Kaart van het Eyland Bali (Valentijn, 1726)

sabato 30 ottobre 2010

Dal rajah di Tabanan

Il 7° rajah Anak Agung Ngurah Oka Silagunadha, Oka per gli amici, ci accoglie nel Puri Anyar, il palazzo reale, di Kerambitan, tra i padiglioni di uno dei cortili, riccamente ornato di alti penjor e colorati arabeschi di foglie di palma, ripiegate in infinite forme. Con bassa voce baritonale, questo signore ottantenne saluta con affabilità e cortesia gli ospiti e, subito, da buon promotore della cultura della sua terra, mi afferra la mano e mi porta a vedere l’opera di quattro ragazzi avviati alla pratica di amanuensi, in una riedizione dell’antica arte di scrittura su foglia di palma lontar.

Gli ampi portali del cortile esterno sono spalancati ad accogliere quanti più abitanti del villaggio possibile, e le strade attorno sono rigonfie di gente in attesa del passaggio degli artisti.
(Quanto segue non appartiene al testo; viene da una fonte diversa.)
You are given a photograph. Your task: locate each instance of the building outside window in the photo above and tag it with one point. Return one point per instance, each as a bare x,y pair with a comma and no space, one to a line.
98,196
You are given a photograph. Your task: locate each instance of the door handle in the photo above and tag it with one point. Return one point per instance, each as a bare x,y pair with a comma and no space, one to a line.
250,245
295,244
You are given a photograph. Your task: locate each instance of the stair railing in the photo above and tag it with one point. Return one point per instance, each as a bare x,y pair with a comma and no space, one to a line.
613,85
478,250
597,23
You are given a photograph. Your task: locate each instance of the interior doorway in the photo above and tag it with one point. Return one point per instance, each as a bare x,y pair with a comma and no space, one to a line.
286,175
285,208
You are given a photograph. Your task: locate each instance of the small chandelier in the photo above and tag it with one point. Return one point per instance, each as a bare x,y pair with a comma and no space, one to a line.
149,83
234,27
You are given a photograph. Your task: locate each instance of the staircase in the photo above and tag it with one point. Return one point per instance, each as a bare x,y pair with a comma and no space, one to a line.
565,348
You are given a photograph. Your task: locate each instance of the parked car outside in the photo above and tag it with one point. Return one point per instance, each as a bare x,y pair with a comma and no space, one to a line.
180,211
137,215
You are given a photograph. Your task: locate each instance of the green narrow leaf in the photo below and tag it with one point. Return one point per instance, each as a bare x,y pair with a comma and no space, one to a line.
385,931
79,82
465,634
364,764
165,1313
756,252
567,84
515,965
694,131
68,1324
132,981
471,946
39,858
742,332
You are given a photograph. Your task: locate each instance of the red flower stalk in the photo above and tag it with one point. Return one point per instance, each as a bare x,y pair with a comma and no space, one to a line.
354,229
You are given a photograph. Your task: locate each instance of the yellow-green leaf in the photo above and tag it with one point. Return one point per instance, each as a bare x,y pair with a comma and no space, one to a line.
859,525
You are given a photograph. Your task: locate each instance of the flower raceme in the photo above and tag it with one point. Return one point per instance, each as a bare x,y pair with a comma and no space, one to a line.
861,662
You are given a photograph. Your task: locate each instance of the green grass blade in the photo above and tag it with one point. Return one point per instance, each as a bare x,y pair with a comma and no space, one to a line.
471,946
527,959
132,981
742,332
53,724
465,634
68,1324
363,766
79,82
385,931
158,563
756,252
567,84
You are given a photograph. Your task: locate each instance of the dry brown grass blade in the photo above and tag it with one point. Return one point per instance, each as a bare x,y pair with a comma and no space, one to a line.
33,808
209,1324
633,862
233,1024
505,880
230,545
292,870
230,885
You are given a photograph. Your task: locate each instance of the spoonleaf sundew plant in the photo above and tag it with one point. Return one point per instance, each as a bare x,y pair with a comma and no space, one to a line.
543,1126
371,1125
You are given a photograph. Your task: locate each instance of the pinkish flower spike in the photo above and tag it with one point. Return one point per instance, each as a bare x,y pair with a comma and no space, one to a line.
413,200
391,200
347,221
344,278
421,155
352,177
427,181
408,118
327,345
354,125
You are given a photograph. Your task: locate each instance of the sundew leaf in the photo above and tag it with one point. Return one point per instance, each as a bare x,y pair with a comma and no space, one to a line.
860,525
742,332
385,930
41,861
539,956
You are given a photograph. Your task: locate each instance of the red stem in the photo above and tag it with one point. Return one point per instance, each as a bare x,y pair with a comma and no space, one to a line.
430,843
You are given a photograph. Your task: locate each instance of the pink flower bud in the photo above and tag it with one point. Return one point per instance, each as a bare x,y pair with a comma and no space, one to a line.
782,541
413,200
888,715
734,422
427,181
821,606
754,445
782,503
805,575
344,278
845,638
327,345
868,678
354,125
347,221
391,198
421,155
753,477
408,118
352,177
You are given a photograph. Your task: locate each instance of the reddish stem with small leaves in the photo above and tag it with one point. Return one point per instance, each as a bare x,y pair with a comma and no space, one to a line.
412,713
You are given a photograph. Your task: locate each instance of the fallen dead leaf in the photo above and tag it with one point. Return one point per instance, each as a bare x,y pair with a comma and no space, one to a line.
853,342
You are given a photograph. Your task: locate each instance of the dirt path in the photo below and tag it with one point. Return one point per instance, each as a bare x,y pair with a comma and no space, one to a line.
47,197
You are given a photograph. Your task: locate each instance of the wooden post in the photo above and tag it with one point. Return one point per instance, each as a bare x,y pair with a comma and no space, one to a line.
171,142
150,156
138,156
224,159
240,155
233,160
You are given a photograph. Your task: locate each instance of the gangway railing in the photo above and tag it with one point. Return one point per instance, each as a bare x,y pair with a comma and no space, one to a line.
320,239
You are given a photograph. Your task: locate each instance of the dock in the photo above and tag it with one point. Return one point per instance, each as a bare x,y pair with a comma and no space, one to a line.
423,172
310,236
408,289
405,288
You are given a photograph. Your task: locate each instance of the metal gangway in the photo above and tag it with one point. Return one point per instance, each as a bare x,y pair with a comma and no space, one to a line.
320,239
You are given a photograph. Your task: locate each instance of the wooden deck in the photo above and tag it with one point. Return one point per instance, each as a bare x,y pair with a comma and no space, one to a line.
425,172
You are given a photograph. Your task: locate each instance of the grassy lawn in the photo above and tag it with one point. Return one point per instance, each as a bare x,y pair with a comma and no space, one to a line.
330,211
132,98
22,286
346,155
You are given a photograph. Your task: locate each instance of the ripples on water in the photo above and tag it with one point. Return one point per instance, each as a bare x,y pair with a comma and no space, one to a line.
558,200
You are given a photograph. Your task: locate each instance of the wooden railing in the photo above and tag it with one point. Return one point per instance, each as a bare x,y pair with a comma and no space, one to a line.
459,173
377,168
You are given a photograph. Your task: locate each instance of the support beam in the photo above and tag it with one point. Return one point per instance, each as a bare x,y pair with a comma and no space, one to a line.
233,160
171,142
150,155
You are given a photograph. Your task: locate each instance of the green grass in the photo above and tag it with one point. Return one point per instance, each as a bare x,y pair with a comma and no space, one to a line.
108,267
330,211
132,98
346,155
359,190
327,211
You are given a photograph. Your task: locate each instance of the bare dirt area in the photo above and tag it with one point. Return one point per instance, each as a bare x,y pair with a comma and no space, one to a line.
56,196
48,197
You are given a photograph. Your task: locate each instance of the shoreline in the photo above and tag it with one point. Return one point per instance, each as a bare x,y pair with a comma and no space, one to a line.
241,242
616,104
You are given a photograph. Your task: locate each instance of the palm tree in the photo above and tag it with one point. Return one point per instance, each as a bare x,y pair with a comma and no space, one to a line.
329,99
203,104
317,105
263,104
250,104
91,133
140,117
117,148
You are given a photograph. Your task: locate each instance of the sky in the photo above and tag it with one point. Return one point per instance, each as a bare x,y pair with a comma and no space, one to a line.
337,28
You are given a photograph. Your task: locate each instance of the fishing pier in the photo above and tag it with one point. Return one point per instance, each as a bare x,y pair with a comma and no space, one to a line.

Un signore compito, con entusiasmo misurato, si sbraccia ad invitare tutti i bambini accalcati in strada, in nome, dice, dello spirito democratico che segna questa manifestazione.

Costretta ad assistere a noiosi discorsi d’apertura, la gente si agita, partono brevi applausi, risate, i bimbi si rincorrono davanti a nobili e governanti, prendendo alla lettera l’understatement di queste occasioni.

Apre la parata di artisti locali un gruppo di adolescenti che suona un’orchestra di tamburi, campanacci di legno e sonagli di bamboo. L’intesa è perfetta ed il ritmo coinvolgente. Si scambiano cenni e sorrisi d’intesa, sotto la guida ritmata dei tamburini principali. La coreografia strappa applausi entusiasti e i famigliari, tra la folla, incitano i propri figli.

Seguono maestri di Baris, la danza marziale balinese, e coppie di ballerini che mimano il volo dei calabroni, fasciati di lunghi e svolazzanti sarong multicolori.

Si fanno avanti gruppi di donne che mostrano, al ritmo di una nenia struggente che parla di amori traditi, mazzi di spighe di riso, frutto del nuovo raccolto. Uomini le affiancano portando in spalla gli attrezzi del lavoro in risaia.
 
Sfilano gruppi di artisti che, provenienti da villaggi vicini, interpretano versioni diverse del Tektekan, una intensa rappresentazione dell’eterna lotta tra il bene e il male, incentrata nella figura di Rangda, personaggio potente e malefico. Villani a petto nudo, al suono scaramantico e ossessivo di strumenti di ogni tipo, chiudono ogni gruppo, mimando il tentativo di scacciare malattie e sventure sparse malignamente dalla strega.

Il gran finale è tutto giocato dalle carni generose e seriche di una ballerina di Joged. Strisce di tessuti multicolori sottolineano un corpo rigoglioso che movenze sinuose, ammiccamenti, cenni d’intesa e ondeggiamenti espliciti delle terga, rendono sensuale e festosamente erotico. La carica sessuale si riversa in platea, accolta da grida d’incitamento dei giovani uomini presenti, che sfogano i pensieri torbidi smossi da tanta grazia. La ballerina s’insinua languida tra le file di nobili, che la osservano apertamente con occhi velati e risatine compiacenti. Alcuni si lasciano coinvolgere in passi accennati, movenze allusive, deretani che si sfiorano, spalle che vibrano, occhi che sbirciano. Il rajah, cui l’età veneranda ed il titolo assicurano un alibi autorevole, s’intreccia alle ultime piroette, mimando passi birichini che nobili e volgo sottolineano uniti in un democratico battimani.